| HN Mirror

Y	Hacker News new \| ask \| show \| jobs

by walterbell 4031 days ago

1A: Wikipedia, github (e.g. awesome-*)

1B: named-data networking, camlistore, ipfs.io, bittorrent's web -- very easy to censor since all content is uniquely identified by a hash

1C: ?

1D: Usenet, Wikipedia, Wikidata

1E: technically difficult, see history of YaCY and http://juretriglav.si/an-open-distributed-search-engine-for-...

2: Wikipedia, but content is rejected under arcane citation policy

3: Wikipedia, but content is rejected under arcane citation policy

4: http://ipfs.io & https://crowdprocess.com/

5. blockchain publishing

6. standard challenge of bootstrapping user-generated content in any new online network

The role and funding of libraries have changed over time and across cultures, e.g. being associated with cities or nations, being associated with universities and churches. Current libraries are struggling to retain access to book stacks, e.g. look at the history of the successful community fight to prevent the flagship NYC library from removing many of its books.

1 comments

rilita 4031 days ago

I agree completely that many aspects are covered by existing technology. The difficulty is in making it such that all of this can exist as a simple set of open source binaries regular people can run ( not computer experts )

The system has to be brainless to use if it is going to succeed at all, and it has to have enough initial buy in to be worth bothering with initially.

Wikipedia as you have pointed out has arcane crazy policies that restrict it from having user generated content. It claims to only be a replication of printed articles. That is lies, but it is a pain in the butt to actually get valuable content into it and not have it removed.

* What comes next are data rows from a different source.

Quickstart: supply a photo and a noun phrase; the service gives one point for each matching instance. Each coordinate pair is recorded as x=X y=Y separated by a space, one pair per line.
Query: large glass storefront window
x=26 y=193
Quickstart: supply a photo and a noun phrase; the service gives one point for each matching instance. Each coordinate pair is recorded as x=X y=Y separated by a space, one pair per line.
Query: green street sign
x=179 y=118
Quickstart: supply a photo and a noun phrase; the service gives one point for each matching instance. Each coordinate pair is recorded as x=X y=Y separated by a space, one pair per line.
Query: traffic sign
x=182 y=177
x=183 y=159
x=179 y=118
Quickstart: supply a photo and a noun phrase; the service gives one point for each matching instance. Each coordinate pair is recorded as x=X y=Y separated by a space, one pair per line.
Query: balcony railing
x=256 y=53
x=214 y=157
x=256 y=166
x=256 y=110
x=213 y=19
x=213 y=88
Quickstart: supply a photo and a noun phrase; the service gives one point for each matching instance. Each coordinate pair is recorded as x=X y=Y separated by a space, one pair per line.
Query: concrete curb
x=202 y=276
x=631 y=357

Usenet suffers from not having structured data, being just chunks of text.

Github suffers from refusing to host binaries except for in weird cases ( there is a binary build hosting I think?? )

Bittorrent suffers from still being attached to hostnames for the most part ( I'm aware of the distributed system it has too but you typically can't get many seeds through it )

Most systems that allow content suffer from having copyrighted data on them. The goal of this would be for it to be publicly known that there is no copyrighted data, such that universities and such would be willing to run the distributed server, and censorship could be stopped by enough people running it globally.

I'm not focusing on funding of libraries so much as the fact that they have an established set of categories to put information into. There is no such standardized list of categories for websites to go into, and the creation of such is important to the future of the internet.

walterbell 4031 days ago

Good point about university hosting and a clear boundary for copyright-cleared content. Archive.org has made progress here, although their discovery tools have much room for improvement. You would end up needing something like YouTube's "Content ID", since anyone can tweak a few words and resubmit content to create a new hash. This implies a need for distributed moderation, human+algorithmic. Much can be learned from the SEO industry, http://searchengineland.com/fooled-us-google-no-longer-annou...

On the topic of categories: once upon a time, dmoz was an open competitor to Yahoo, when hierarchical categories were used for discovery. It's now the Open Directory Project: http://rdf.dmoz.org/ . Google acquired the best-in-class open data graph FreeBase and later killed it. The data has since moved to Wikidata, which is the closest we have to an open version of the proprietary semantic graphs which have been constructed by Google, Facebook, Bing, Diffbot, etc. Some related ideas at http://openknowledgegraph.org/

Agreed that end-user deployment and usability need to be brainless and the system must be initially seeded with high-quality content. Usability is expensive and often specific to vertical market segments, hence would be best implemented by competing commercial applications which operate on the public, open, distributed data. But there would be the risk of commercial centralization (like Github/Gmail) of the open protocol.

It will be a challenge to orchestrate the boundaries between commercial software and open content, but this dynamic is arguably responsible for the construction of the entire Internet. We need to find balanced and stable boundaries between commerce & commons, because neither is going away.